After that, you are mostly splitting hairs. These are handgun rounds, there is no magic here, and 0.05" more expansion or 1" more or less penetration in a real-life scenario will make no where near as much difference as it does for your accurate shot placement in stopping the threat.
If you do like to split hairs (i am pretty sure we ALL do ) @Jerzy’s link above to LuckyGunner is a fantastic resource, comparing apples to apples across a wide variety of ammunition. I would also point you to ShootingTheBull’s Youtube channel/playlist for 9mm gel tests. You can find youtube gel-tests for almost all the major brands/models.

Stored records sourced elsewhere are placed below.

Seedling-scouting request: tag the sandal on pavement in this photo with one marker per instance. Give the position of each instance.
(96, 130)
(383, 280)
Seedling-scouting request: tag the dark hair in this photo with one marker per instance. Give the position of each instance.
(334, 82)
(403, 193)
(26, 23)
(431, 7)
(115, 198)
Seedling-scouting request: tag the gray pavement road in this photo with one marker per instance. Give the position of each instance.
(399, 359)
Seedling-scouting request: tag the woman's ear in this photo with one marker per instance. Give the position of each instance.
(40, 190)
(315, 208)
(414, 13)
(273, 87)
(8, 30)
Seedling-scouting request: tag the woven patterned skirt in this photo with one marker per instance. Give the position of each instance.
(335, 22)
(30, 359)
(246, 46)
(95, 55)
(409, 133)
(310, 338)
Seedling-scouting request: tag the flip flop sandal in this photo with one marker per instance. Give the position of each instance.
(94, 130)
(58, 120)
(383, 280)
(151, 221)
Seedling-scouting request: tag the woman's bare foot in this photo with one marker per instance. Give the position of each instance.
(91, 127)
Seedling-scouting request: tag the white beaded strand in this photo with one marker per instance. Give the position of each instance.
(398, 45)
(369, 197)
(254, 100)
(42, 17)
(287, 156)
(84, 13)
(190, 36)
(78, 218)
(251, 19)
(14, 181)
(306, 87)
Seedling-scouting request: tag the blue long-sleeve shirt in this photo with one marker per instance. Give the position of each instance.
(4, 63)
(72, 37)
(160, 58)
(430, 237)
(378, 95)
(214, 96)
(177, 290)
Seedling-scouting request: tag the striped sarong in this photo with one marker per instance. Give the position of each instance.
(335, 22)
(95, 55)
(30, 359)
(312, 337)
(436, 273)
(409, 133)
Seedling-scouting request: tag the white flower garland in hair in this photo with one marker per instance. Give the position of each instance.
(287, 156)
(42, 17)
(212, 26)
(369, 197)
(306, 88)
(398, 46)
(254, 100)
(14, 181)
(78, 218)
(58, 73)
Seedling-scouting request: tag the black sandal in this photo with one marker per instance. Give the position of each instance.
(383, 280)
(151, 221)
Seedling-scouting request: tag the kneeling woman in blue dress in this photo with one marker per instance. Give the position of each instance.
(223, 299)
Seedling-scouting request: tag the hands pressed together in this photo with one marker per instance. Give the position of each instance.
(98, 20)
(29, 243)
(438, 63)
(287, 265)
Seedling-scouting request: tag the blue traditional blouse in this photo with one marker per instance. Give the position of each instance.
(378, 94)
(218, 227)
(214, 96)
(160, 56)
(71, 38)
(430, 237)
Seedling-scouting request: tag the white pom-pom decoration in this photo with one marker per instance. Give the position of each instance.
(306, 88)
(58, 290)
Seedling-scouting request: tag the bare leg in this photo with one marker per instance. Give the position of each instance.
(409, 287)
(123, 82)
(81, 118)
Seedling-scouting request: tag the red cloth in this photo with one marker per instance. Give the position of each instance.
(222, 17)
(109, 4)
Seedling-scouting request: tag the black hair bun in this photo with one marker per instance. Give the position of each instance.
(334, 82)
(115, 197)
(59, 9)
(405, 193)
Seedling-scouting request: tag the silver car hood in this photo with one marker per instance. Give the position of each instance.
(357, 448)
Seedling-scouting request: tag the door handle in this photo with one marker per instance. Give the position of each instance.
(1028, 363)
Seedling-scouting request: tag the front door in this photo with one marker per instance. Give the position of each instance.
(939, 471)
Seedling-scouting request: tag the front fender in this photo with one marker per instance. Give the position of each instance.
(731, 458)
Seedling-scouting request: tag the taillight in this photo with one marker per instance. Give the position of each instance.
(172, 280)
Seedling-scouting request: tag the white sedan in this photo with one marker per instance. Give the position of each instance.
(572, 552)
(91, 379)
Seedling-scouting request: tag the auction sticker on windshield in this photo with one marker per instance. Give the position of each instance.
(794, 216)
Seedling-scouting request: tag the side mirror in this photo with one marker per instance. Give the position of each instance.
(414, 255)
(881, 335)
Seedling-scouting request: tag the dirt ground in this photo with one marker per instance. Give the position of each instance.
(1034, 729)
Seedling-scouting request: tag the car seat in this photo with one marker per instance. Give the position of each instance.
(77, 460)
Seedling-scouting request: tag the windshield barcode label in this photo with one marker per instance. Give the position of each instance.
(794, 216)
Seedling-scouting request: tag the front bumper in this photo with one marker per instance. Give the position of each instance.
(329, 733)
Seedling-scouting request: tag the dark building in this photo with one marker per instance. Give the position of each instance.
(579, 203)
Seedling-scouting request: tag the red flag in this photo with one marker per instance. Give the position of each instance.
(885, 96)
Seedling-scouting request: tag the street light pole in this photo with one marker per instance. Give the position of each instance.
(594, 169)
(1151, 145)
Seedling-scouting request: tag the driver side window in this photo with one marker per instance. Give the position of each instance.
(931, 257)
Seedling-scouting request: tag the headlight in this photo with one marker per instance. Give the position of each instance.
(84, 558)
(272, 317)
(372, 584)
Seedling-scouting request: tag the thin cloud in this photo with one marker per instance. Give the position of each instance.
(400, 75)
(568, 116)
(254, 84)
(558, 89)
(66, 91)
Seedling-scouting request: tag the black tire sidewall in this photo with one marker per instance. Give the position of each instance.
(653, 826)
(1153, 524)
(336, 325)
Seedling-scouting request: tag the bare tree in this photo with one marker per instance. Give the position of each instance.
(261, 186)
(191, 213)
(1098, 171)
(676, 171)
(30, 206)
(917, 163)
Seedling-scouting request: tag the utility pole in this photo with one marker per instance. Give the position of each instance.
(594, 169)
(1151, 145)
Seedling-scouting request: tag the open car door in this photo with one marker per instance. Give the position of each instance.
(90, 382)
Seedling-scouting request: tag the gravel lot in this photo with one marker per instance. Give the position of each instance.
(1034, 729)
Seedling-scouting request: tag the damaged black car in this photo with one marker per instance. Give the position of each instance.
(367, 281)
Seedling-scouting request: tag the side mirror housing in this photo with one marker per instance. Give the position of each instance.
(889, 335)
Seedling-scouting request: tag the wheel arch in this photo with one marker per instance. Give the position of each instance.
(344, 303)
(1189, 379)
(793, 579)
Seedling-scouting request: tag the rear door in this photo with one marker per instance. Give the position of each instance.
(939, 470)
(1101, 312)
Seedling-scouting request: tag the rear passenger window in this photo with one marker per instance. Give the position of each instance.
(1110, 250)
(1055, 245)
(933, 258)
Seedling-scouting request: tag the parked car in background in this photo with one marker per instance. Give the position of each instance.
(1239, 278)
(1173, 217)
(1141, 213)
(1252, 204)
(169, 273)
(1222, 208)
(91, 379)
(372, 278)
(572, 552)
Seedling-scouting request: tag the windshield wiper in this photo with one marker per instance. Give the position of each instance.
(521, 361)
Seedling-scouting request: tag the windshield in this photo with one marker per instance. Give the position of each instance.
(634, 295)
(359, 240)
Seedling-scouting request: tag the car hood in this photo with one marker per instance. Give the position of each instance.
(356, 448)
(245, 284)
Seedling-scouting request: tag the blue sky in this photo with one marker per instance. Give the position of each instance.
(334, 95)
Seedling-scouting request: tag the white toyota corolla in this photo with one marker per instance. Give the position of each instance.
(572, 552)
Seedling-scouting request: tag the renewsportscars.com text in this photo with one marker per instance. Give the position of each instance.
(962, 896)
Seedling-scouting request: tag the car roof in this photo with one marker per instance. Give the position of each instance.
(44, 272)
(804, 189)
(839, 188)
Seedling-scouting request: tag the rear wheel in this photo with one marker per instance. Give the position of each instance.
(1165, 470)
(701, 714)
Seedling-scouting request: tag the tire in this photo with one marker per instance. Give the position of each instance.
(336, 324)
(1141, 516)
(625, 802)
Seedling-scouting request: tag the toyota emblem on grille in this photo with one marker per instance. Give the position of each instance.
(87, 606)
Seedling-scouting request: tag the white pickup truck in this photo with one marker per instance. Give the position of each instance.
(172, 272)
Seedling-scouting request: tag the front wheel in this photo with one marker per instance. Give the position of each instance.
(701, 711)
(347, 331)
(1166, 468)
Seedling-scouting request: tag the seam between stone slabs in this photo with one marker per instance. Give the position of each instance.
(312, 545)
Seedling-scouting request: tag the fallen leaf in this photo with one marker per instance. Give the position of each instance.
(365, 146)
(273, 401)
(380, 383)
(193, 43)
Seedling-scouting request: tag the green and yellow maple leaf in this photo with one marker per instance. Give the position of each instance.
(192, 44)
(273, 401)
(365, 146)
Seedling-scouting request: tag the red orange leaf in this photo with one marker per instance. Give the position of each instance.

The most commonly used weight is usually either 124gr, 135gr, or 147gr. Very likely any of those will be fine unless your barrel is at the far extreme in length, either really short or really long. CCW pistols around 3-4" you “usually” (but not always) want to stick with a heavier weight which is less impacted by increase/decrease in velocity mainly because they are so slow to begin with. Pistol Caliber Carbines (PCC) with 16" or longer barrels also have some special considerations because their velocity is so much higher than typical. Again, LuckyGunner has a great article/video on this.
Ideally, you’d shoot the same/similar grain weight for range duty as you do for defense. That’s easy if you pick a 115/124gr defensive ammo, rather difficult if you choose 135/147gr because the cost is noticeably higher. So if your range ammo doesnt have the same POA/POI as your defensive ammo make sure you keep that in mind when training.
This is very much my opinion, but I would also stay away from the +P or +P+ variants. They offer a little bit more velocity, but usually at the cost of increased recoil. That increased recoil is more likely to affect your follow up shots than 50fps more velocity is likely to increase damage on your threat.